I'm not sure whether you are joking or reaching enlightenment.

There are no difference between a and b, just like there are “no difference” between x and y:

    const char* x = "fox";
    size_t y = 42;

On the assembler level these two functions produce indentical code, after all:

int foo(size_t x, size_t y) {
    return x + y;
}

char* bar(char x[], size_t index) {
    return &x[index];
}

Just like C was created from B by splitting things that are identical, on the machine code level and now C have integers and pointers (even if on the machine code level they are one and the same) Rust was created from C by splitting things further. Your a, in Rust, would become Box<str> [1], while b would become &'static str [2].

And types with lifetimes are similar: they are all different on the language level (and compiler uses that difference to guarantee your program memory safety) but after compilation they all turn into the same machine code (just like size_t and const char* become one and the same on most architectures).
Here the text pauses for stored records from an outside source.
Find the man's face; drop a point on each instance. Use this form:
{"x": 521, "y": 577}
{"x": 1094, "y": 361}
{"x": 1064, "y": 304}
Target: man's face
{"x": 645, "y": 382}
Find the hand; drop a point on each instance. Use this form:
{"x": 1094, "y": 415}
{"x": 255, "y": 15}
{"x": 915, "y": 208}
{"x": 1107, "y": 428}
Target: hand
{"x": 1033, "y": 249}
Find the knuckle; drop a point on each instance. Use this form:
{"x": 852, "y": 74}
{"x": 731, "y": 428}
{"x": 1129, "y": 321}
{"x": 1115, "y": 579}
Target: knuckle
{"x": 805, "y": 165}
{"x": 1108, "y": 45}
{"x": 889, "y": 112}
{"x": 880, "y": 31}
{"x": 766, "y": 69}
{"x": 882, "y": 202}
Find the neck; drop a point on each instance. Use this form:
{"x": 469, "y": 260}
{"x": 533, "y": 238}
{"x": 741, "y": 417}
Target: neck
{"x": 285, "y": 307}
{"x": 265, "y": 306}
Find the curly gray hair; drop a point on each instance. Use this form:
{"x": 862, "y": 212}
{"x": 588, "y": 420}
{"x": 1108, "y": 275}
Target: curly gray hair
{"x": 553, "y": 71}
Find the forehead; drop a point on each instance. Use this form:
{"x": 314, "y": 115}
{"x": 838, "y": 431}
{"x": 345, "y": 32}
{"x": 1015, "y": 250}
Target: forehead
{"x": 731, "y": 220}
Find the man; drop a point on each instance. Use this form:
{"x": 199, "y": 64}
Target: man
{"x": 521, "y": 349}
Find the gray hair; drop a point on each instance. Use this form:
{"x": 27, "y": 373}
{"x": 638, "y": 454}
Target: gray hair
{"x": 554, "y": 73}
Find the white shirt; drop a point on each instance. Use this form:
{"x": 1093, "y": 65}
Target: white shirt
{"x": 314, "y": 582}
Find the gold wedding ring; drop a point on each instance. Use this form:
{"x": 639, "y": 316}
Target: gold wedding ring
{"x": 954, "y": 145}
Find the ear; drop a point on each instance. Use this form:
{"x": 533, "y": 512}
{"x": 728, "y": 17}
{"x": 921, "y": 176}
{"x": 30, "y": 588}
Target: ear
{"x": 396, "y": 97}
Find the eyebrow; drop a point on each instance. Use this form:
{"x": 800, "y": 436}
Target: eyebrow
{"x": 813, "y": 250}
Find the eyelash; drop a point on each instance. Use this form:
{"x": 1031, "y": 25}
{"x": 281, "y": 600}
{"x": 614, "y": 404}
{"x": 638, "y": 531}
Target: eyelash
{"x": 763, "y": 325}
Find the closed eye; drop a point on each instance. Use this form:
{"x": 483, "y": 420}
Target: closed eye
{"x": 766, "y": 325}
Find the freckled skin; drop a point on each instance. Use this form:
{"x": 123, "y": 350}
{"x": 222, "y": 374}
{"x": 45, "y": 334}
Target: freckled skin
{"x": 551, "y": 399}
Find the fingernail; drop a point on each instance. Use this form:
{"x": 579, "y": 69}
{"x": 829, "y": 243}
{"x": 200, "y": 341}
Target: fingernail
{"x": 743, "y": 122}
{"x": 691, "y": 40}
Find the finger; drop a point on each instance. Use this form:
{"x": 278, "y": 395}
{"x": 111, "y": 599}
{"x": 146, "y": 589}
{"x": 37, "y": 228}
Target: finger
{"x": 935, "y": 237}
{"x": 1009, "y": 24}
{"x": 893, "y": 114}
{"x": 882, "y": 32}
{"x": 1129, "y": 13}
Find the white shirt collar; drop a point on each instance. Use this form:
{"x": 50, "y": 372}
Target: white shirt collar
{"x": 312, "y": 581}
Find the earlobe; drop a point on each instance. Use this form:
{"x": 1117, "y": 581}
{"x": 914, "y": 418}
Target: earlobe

  1. Except Rust doesn't believe in null-terminated strings so that would we “fat pointer”, but for types like i32 or f64 it wouldn't be any different from pointer in C. ↩︎

  2. Again: for str reference is “fat pointer” with str size and pointer to actual memory, while &i32 or &f64 is a normal pointer inside. ↩︎

Of course I'm trying to learn, I said before that I don't have strong experience about C. I want to understand that why strstr(b, a); returns NULL although a and b are same.